In ERCP, an exchange guidewire is threaded through a lumen or open channel of an endoscope and maneuvered to a designated site within a patient's passageway to serve as a guide for positioning a device which is used to perform a procedure. The procedure may occur within the common bile duct, the cystic duct, the pancreatic duct, or the left or right hepatic duct. The guidewire, the medical instrument, and the area near the papilla of vater or the pancreatic duct are illuminated by a fiber optic light source within the endoscope and may be viewed through the endoscope or on a video monitor using a remote imaging system. The remote imaging system assists the operator and his or her staff to continuously maneuver the guidewire to maintain its position in the ductal anatomy in view of any unexpected endoscope position changes, to compensate for active motility in the gastrointestinal tract, and to maintain guidewire position during catheter exchange procedures.
Typically, the endoscope is introduced orally and maneuvered through the alimentary canal into the duodenum. The guidewire is threaded through a lumen of the endoscope and manipulated by torquing, steering, pushing and pulling to cannulate the papilla and enter the common bile duct and, if necessary, any duct branching therefrom. To withstand these manipulations and facilitate advancement of the guidewire without kinking, the guidewire is typically made of a material that has a handling characteristic which permits the operator to have a sense of the guidewire position without excessive recourse to fluoroscopy, and a strength characteristic that can support the advancement of a medical instrument thereover without the guidewire retracting from a previously accessed duct.
Conventionally, guidewires have been made using stainless steel cores, superelastic alloys such as Nitinol, or combinations of the two. Nitinol is a presently preferred material because of its flexibility; however, Nitinol and other superelastic alloys are expensive and difficult to produce. Further, superelastic alloys do not bond well to other materials, and, as a result, several ERCP guidewires have been constructed entirely of Nitinol, for example, the guidewires described in U.S. Pat. No. 5,379,779 of Rowland et al. and in the product literature for Microvasive's Geenan guidewire. These guidewire constructions are not only expensive to construct, but they provide limited torque (in inch-pounds).

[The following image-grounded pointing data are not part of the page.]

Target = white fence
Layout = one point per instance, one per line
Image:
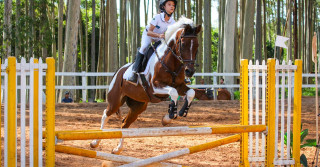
(214, 85)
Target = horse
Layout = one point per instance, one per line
(171, 62)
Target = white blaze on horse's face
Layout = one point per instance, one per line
(191, 49)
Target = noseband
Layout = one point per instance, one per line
(182, 61)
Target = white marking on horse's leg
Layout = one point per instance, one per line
(172, 92)
(95, 143)
(119, 148)
(190, 95)
(166, 120)
(191, 49)
(174, 96)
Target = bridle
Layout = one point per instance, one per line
(182, 61)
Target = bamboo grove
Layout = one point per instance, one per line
(103, 35)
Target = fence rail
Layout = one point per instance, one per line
(214, 85)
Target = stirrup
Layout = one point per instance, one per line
(133, 79)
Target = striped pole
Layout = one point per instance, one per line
(35, 114)
(152, 132)
(185, 151)
(297, 113)
(50, 113)
(271, 112)
(12, 136)
(103, 156)
(244, 112)
(0, 110)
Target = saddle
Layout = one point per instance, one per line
(145, 84)
(149, 53)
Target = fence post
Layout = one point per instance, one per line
(244, 111)
(84, 84)
(214, 85)
(271, 112)
(50, 113)
(12, 138)
(297, 113)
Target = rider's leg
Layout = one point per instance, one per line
(136, 68)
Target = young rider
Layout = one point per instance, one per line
(153, 32)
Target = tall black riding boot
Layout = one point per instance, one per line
(136, 67)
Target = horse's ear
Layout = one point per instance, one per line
(198, 29)
(171, 44)
(187, 28)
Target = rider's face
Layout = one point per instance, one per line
(169, 7)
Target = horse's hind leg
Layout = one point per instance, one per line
(112, 108)
(136, 108)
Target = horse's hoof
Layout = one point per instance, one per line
(116, 151)
(166, 120)
(94, 144)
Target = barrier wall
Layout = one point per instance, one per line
(32, 73)
(262, 126)
(263, 98)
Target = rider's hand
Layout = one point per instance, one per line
(161, 36)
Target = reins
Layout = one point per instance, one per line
(174, 74)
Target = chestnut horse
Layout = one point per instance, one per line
(172, 61)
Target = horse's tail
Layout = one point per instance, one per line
(120, 72)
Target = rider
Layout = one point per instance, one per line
(154, 32)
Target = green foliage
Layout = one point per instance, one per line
(100, 100)
(214, 48)
(309, 92)
(307, 143)
(236, 95)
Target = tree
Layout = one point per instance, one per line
(7, 27)
(70, 54)
(199, 7)
(17, 45)
(247, 33)
(113, 38)
(258, 45)
(122, 41)
(221, 34)
(93, 47)
(229, 38)
(207, 40)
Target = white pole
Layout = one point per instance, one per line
(23, 112)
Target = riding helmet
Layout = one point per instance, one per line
(163, 3)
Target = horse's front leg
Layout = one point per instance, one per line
(187, 103)
(172, 111)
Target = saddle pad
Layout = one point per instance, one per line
(129, 72)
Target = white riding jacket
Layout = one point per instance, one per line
(161, 27)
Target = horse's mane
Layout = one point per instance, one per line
(174, 27)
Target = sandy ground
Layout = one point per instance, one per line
(88, 116)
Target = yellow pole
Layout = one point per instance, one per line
(86, 135)
(244, 112)
(213, 144)
(35, 114)
(50, 113)
(270, 120)
(297, 112)
(0, 110)
(12, 111)
(76, 151)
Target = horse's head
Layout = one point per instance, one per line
(187, 47)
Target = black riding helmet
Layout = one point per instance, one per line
(163, 3)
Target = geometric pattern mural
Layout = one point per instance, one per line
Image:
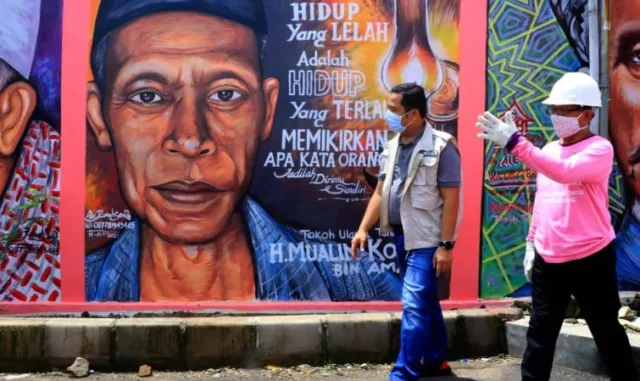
(527, 53)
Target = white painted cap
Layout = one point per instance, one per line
(19, 25)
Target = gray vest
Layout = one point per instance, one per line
(421, 203)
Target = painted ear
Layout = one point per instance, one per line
(271, 89)
(95, 118)
(17, 102)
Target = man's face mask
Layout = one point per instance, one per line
(566, 126)
(394, 121)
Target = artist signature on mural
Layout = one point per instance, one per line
(100, 223)
(302, 173)
(337, 186)
(114, 215)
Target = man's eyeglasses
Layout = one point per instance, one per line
(554, 110)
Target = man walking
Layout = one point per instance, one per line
(418, 198)
(570, 243)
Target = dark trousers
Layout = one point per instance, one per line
(592, 281)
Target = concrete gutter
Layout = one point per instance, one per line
(575, 347)
(176, 343)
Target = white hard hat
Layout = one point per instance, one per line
(19, 33)
(575, 89)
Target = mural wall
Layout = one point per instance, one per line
(530, 46)
(30, 59)
(229, 148)
(624, 129)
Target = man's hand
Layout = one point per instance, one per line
(442, 261)
(529, 256)
(359, 241)
(496, 130)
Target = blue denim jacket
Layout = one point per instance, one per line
(113, 272)
(628, 253)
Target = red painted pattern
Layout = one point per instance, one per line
(30, 265)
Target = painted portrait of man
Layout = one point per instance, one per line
(624, 114)
(624, 129)
(29, 150)
(180, 99)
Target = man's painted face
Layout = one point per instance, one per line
(185, 108)
(624, 113)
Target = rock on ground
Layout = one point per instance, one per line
(494, 369)
(79, 368)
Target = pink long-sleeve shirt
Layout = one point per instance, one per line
(571, 218)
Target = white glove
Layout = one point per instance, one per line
(496, 130)
(529, 256)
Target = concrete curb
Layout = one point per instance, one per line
(40, 344)
(575, 347)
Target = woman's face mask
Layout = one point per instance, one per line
(394, 121)
(566, 126)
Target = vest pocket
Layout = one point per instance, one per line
(424, 191)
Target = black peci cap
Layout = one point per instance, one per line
(113, 14)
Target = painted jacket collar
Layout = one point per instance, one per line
(627, 247)
(113, 274)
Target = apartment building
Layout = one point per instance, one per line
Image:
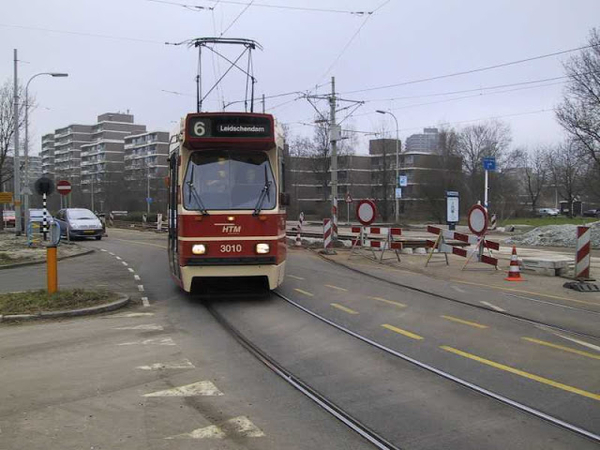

As for guidewire constructions which are only part superelastic, the bond between the superelastic material and the remainder of the guidewire is believed to compromise the guidewire's ability to faithfully transmit torque (that is, cause 360.degree. rotation of the guidewire distal end with equal rotation of the proximal end) across the bond to the guidewire distal end. Further, it has been difficult to produce a highly torquable guidewire of simple construction using superelastic alloys in conjunction with other materials.
One design which has been constructed using a superelastic distal segment in combination with a solid core is disclosed in U.S. Pat. No. 5,111,829 of de Toledo. However, the stainless steel solid core is difficult to join with the Nitinol distal segment, and no attempt is made to reduce the mass of the overall guidewire. Operators of such constructions have had difficulty in directing known guidewires presumably due to inertial forces of the guidewire which result from the transmission of torque to the guidewire distal end. The inertial force tends to cause the guidewire to turn farther than desired (a phenomena known as "whipping") which exacerbates the problem of negotiating tortuous passageways.